Online Meetings On The Road – Some Thoughts

Not meeting in person but in online meetings these days has the advantage, or disadvantage, you decide for yourself, that you can also participate while on the road. While I try to avoid this as much as possible as I prefer a bigger screen and a quiet environment for meetings, the only alternative sometimes is not to participate at all. Surprisingly I found that conference calls while on the road work better than I anticipated at first.

When I say ‘on the road’ there are actually two scenarios for me. Being on the road in a car and just being at a place outside of my own home when a call is scheduled where it is inconvenient to open my notebook. The first scenario is of course more challenging than the second one as the noise level is higher and the network has to work harder to keep the connection established.

While this is a challenge in trains, at least in Germany, I found that it is not much of a problem in a car as most roads are well covered by LTE networks. The typical audio-only conference call with slides only requires a few hundred kilobits at most. Conference calls where some people have their video switched-on require a few megabits at most, which LTE networks can easily handle as well on the road, even in high speed scenarios.

One thing that improves the experience significantly is that most mobile phone apps of video conferencing solutions will automatically reconnect to the conference when connectivity is temporarily lost. Also, most people now join conference calls via the Internet rather than by phone. The voice codec used by most solutions is significantly better than the narrowband and even the wideband codec of traditional telephony systems. Participants can thus be understood which much less effort, which makes a huge difference in noisy environments.

When driving the car yourself, looking at slides is usually not a good idea, to say the least. Some conference solutions have a ‘driver mode’ with a single big button to mute and un-mute but remove everything else. Good enough for many situations.

The other ‘on the road’ scenario for me is not being at home but being a passenger in a car or sitting in a public place while in a conference call on a mobile device. Here I had some doubts that slides or documents presented would not really be readable on small screens. To my surprise, this works much better in practice than I anticipated. Slides designed to be shown via a projector, i.e. with big font sizes, graphics and not much text per slide also work well on mobile phones. The screen size is obviously smaller, but screen resolution is the same or even higher than the resolution of a big screen at the wall of a conference room. Being closer to the small smartphone screen than to the big screen of a conference room almost offsets the size disadvantage. Many apps also enable participants to zoom into particular areas of a slide or a shared screen which helps in cases when annotated text documents are shown and the presenter does not take mobile viewers into account.

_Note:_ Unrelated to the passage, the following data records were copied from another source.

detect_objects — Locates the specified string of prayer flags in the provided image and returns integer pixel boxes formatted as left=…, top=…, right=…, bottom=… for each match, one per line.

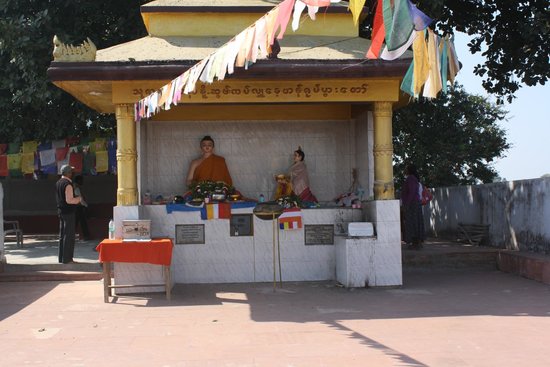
left=0, top=136, right=116, bottom=177
left=135, top=0, right=456, bottom=120
left=400, top=30, right=459, bottom=99
left=201, top=203, right=232, bottom=220
left=279, top=208, right=303, bottom=230
left=135, top=0, right=303, bottom=122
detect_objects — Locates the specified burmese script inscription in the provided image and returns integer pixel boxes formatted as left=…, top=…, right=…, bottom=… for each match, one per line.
left=125, top=79, right=399, bottom=104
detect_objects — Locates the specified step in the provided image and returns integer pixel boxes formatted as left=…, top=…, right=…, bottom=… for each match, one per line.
left=497, top=251, right=550, bottom=285
left=402, top=245, right=499, bottom=270
left=0, top=271, right=103, bottom=282
left=4, top=262, right=102, bottom=272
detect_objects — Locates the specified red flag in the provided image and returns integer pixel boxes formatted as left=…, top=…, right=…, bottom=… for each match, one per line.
left=366, top=0, right=385, bottom=59
left=69, top=152, right=83, bottom=173
left=56, top=147, right=69, bottom=161
left=0, top=155, right=8, bottom=177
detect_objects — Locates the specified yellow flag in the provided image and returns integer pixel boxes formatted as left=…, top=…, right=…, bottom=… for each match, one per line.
left=412, top=31, right=429, bottom=96
left=21, top=153, right=35, bottom=174
left=348, top=0, right=367, bottom=26
left=89, top=138, right=106, bottom=153
left=22, top=141, right=38, bottom=153
left=95, top=150, right=108, bottom=173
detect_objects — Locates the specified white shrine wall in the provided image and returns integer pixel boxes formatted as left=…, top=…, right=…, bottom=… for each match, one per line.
left=111, top=111, right=403, bottom=289
left=138, top=115, right=374, bottom=202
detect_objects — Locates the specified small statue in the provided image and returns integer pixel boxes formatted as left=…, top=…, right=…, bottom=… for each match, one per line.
left=52, top=35, right=96, bottom=62
left=274, top=174, right=293, bottom=200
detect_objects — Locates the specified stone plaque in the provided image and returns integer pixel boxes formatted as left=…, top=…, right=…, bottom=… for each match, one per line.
left=304, top=225, right=334, bottom=246
left=230, top=214, right=253, bottom=237
left=175, top=224, right=205, bottom=245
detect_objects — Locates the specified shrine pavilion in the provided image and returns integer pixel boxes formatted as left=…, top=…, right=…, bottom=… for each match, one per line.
left=48, top=0, right=411, bottom=291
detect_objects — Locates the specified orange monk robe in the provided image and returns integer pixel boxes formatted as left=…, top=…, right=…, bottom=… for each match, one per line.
left=193, top=154, right=233, bottom=186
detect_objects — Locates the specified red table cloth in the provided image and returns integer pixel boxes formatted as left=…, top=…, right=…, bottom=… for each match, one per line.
left=96, top=239, right=173, bottom=266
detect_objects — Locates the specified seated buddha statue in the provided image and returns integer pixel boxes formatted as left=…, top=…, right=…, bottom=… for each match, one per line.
left=186, top=135, right=233, bottom=187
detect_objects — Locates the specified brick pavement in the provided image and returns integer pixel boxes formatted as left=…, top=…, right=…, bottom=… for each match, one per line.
left=1, top=270, right=549, bottom=366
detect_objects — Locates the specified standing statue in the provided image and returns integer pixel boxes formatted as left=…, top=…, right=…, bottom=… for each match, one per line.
left=289, top=146, right=318, bottom=203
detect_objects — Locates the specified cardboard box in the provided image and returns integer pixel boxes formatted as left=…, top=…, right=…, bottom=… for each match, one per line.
left=122, top=220, right=151, bottom=240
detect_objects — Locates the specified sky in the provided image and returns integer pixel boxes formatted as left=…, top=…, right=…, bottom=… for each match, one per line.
left=454, top=33, right=550, bottom=181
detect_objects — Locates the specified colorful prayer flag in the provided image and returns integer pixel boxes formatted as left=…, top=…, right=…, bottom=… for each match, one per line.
left=201, top=203, right=232, bottom=220
left=95, top=150, right=108, bottom=173
left=0, top=155, right=8, bottom=177
left=22, top=141, right=38, bottom=153
left=348, top=0, right=367, bottom=26
left=278, top=207, right=303, bottom=230
left=69, top=152, right=83, bottom=173
left=20, top=153, right=35, bottom=174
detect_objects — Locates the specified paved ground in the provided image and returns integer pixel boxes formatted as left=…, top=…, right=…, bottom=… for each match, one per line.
left=3, top=237, right=100, bottom=265
left=1, top=238, right=549, bottom=366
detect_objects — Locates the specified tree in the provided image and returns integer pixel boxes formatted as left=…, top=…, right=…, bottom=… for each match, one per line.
left=393, top=85, right=510, bottom=189
left=363, top=0, right=550, bottom=104
left=0, top=0, right=148, bottom=143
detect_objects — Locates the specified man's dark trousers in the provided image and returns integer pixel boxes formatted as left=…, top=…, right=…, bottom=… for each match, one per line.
left=58, top=212, right=76, bottom=263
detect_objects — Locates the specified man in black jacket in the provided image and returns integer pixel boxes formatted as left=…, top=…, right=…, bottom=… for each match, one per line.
left=55, top=164, right=82, bottom=264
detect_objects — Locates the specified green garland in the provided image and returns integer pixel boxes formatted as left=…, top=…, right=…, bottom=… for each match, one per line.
left=276, top=194, right=301, bottom=209
left=189, top=180, right=235, bottom=200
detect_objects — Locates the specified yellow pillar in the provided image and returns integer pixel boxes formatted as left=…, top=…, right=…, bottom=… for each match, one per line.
left=373, top=101, right=395, bottom=200
left=115, top=104, right=138, bottom=205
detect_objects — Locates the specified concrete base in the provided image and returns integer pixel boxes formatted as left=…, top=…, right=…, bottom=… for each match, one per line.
left=111, top=200, right=403, bottom=290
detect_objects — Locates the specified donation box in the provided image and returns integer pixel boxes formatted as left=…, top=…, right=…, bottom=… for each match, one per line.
left=122, top=220, right=151, bottom=240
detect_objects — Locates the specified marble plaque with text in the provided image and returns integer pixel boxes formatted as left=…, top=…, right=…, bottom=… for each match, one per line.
left=304, top=224, right=334, bottom=245
left=175, top=224, right=205, bottom=245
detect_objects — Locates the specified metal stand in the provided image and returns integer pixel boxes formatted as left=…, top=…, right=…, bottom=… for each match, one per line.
left=272, top=213, right=283, bottom=291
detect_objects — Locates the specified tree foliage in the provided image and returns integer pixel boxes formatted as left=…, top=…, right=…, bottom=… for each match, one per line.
left=364, top=0, right=550, bottom=104
left=0, top=0, right=148, bottom=143
left=393, top=85, right=510, bottom=189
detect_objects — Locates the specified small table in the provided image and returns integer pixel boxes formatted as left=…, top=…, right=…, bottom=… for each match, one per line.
left=96, top=238, right=174, bottom=302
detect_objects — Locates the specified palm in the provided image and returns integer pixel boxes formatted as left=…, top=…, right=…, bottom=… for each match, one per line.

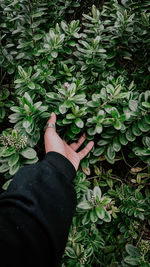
left=44, top=113, right=94, bottom=171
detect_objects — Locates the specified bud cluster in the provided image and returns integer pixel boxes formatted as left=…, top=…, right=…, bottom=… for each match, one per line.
left=0, top=130, right=28, bottom=151
left=139, top=239, right=150, bottom=256
left=79, top=246, right=87, bottom=264
left=90, top=195, right=97, bottom=207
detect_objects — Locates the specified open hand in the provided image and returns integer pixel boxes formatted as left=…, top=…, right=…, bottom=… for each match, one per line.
left=44, top=113, right=94, bottom=171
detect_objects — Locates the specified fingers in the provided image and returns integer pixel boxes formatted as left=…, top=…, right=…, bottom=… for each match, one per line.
left=70, top=133, right=86, bottom=151
left=78, top=141, right=94, bottom=160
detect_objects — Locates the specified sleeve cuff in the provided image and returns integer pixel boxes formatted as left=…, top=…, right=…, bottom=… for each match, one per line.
left=44, top=151, right=76, bottom=182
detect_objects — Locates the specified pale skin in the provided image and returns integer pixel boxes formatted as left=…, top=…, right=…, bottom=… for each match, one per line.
left=44, top=112, right=94, bottom=171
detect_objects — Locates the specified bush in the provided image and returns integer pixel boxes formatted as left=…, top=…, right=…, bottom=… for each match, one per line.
left=0, top=0, right=150, bottom=266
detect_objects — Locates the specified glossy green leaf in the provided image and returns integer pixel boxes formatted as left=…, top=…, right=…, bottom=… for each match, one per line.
left=90, top=209, right=98, bottom=223
left=28, top=82, right=35, bottom=90
left=20, top=147, right=37, bottom=159
left=103, top=210, right=111, bottom=222
left=8, top=153, right=19, bottom=167
left=0, top=163, right=9, bottom=173
left=93, top=147, right=105, bottom=156
left=2, top=147, right=16, bottom=157
left=9, top=161, right=20, bottom=175
left=75, top=118, right=84, bottom=128
left=93, top=186, right=101, bottom=201
left=129, top=100, right=138, bottom=111
left=119, top=133, right=128, bottom=145
left=95, top=206, right=105, bottom=219
left=107, top=145, right=115, bottom=159
left=2, top=179, right=12, bottom=190
left=126, top=128, right=136, bottom=142
left=124, top=256, right=140, bottom=266
left=77, top=201, right=92, bottom=210
left=114, top=120, right=122, bottom=130
left=113, top=137, right=121, bottom=152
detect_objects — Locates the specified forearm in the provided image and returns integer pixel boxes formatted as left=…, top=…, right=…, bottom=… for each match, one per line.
left=0, top=152, right=77, bottom=267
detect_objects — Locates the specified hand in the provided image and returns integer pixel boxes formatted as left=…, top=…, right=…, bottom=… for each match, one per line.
left=44, top=113, right=94, bottom=171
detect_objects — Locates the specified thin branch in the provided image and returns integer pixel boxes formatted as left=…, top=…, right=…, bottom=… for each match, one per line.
left=121, top=150, right=132, bottom=168
left=136, top=223, right=146, bottom=247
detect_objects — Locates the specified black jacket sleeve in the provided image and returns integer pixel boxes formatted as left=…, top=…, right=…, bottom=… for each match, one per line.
left=0, top=151, right=77, bottom=267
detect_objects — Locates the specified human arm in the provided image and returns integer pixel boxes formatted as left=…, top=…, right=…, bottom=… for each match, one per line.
left=0, top=113, right=94, bottom=267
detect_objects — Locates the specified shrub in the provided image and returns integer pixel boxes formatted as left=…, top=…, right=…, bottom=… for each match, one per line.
left=0, top=0, right=150, bottom=266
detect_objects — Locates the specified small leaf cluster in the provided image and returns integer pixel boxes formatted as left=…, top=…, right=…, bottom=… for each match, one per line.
left=0, top=129, right=38, bottom=181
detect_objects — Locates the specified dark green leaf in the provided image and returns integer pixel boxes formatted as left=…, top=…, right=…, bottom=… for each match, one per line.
left=20, top=147, right=37, bottom=159
left=8, top=153, right=19, bottom=167
left=95, top=206, right=105, bottom=219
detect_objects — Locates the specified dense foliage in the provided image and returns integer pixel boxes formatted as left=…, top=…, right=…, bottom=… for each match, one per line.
left=0, top=0, right=150, bottom=266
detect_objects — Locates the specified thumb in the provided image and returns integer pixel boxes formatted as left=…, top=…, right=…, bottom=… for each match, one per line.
left=45, top=112, right=56, bottom=135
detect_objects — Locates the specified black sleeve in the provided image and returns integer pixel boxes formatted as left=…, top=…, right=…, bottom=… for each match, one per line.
left=0, top=151, right=77, bottom=267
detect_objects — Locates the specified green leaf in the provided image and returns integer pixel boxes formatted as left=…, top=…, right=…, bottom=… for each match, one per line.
left=132, top=122, right=142, bottom=136
left=14, top=79, right=25, bottom=84
left=93, top=186, right=101, bottom=201
left=107, top=145, right=115, bottom=159
left=2, top=147, right=16, bottom=157
left=143, top=136, right=150, bottom=147
left=23, top=92, right=33, bottom=105
left=93, top=147, right=105, bottom=156
left=126, top=128, right=136, bottom=142
left=95, top=206, right=105, bottom=219
left=59, top=105, right=67, bottom=114
left=51, top=50, right=58, bottom=58
left=77, top=201, right=92, bottom=210
left=124, top=256, right=140, bottom=266
left=75, top=118, right=84, bottom=128
left=62, top=118, right=72, bottom=125
left=114, top=120, right=122, bottom=130
left=97, top=139, right=110, bottom=146
left=101, top=197, right=111, bottom=205
left=8, top=153, right=19, bottom=167
left=61, top=21, right=68, bottom=32
left=129, top=100, right=138, bottom=111
left=112, top=137, right=121, bottom=152
left=111, top=107, right=119, bottom=119
left=144, top=114, right=150, bottom=125
left=105, top=153, right=115, bottom=164
left=90, top=209, right=98, bottom=223
left=0, top=163, right=9, bottom=173
left=96, top=124, right=103, bottom=134
left=28, top=82, right=35, bottom=90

I’m a big fan of the free and open source Big Blue Button video conferencing solution. It is web browser based which I much prefer over installing proprietary apps. I’ve used BBB in mobile situations as well in recent months but at this point in time it lacks a number of features other solutions have put into their apps for such occasions. When network connectivity is lost, for example, BBB automatically re-connects to the conference, but the user has to jump through the voice setup procedure again. That’s a bit of a pain but I guess this can be enhanced easily. A thing that might be more difficult to fix is that when the screen is turned-off and the smartphone is put into the pocket, e.g. in situations where one wants to mostly only listen to a discussion while walking, the operating system suspends the browser after a while. I experimented with turning background power saving off for the browser in the operating system settings but sooner or latter, the conference is still interrupted. I’ve only tried this with Firefox for Android so far, perhaps I should try this with the default Android browser next time. And the final thing I that I would like to see improved for mobile scenarios in BBB is that I can zoom into parts of a slide or a shared screen on my end to compensate for the small screen when people show documents with lots of small text.

So that’s the state of (video) conferencing while on the road for me in 2020.